Deux de ses principaux acteurs étant décidés à s’affranchir de ses règles dès lors que celles-ci ne favorisent pas leurs intérêts, il faut donc s’attendre à une érosion de l’OMC. D’autant que l’Union européenne, elle, ne prendra pas le risque de dépenser son capital politique pour la défense d’un système multilatéral de régulation. 

L’OMC a été l’un des principaux protagonistes de la mondialisation. Le déclin de l’Organisation sonne-t-il le début de la démondialisation ?  

C’est la question que se pose Harold James, dans un article récent pour Project Syndicate. Ce professeur d’histoire à Princeton se livre à une analyse comparative des précédentes démondialisations pour proposer son pronostic sur la situation actuelle. Il relève que les deux guerres mondiales du XX° siècle ont été précédées par le même scénario : une exubérance financière entraînée par une libéralisation et une accélération des échanges, suivie par des crises financières ; celles-ci débouchant sur une fermeture défensive et un repli sur les valeurs nationales. Le krach de 1907 a précédé août 1914, comme la crise de 1929 a précédé septembre 1939. 

Et il en tire une loi politico-morale : les périodes d’exubérance irrationnelle provoquent en réalité une montée de l’angoisse : « le potentiel de peur augmente avec le niveau décelable de cupidité », écrit-il. Plus les gens s’enrichissent, plus ils ont peur de tout perdre. Cette angoisse provoque à son tour une méfiance envers les concurrents, les voisins, les étrangers. 

Elle peut, en effet, déclencher un processus de désintégration politique, comme on l’a observé lors de la fin des grands empires. Car ces crises « d’équilibre émotionnel », comme il les qualifie, et l’agitation sociale qu’elles provoquent, amènent au pouvoir un nouveau type de dirigeants, dépourvus d’expérience et imprudents – Donald Trump n’est pas nommé, vous remarquerez. Et ces dirigeants font généralement preuve d’agressivité envers les voisins. Ce qui ne manque pas de déclencher le « cercle vicieux des représailles et des escalades ». 

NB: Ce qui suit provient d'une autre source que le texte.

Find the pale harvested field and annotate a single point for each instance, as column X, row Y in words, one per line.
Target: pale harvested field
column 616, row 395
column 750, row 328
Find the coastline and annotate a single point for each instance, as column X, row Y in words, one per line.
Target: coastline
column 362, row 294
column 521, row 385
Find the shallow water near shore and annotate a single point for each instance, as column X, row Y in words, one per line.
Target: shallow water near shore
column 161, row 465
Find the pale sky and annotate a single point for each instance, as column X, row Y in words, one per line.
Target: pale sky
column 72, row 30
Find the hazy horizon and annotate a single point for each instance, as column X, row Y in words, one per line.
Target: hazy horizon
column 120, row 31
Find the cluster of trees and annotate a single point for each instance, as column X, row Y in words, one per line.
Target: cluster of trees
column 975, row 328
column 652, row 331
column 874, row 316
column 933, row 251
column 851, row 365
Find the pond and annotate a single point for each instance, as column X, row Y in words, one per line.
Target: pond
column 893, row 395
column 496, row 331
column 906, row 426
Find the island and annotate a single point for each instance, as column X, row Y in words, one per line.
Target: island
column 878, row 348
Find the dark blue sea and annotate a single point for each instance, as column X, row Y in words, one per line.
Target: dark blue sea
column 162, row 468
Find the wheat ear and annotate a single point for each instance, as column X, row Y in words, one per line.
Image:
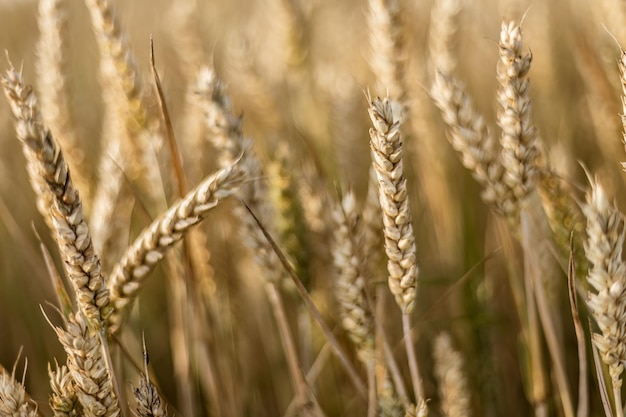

Je cite encore Harold James : « La peur et la suspicion se développent lorsque le processus de mondialisation vient éroder les valeurs fondamentales, les sources de sens et les modes de vie. » L’agitation sociale que connaissent actuellement plusieurs pays occidentaux, met en cause l’immigration et le commerce international. Une partie de la population accuse ces deux tendances à l’œuvre dans le monde d’aujourd’hui de détruire ses emplois. Mais c’est une crise de sens qu’affrontent ces pays. 

C’est pourquoi, prédit-il, la « lutte contre les racines émotionnelles de la démondialisation va exiger un énorme déploiement d’imagination sociale. La tâche qui nous attend ne consiste en rien de moins qu’à établir un nouveau sens universel de la dignité humaine ».

Conclusion : on ne saurait reconstruire un ordre international stable que sur la confiance mutuelle. Et c’est elle qui fait le plus défaut dans la période.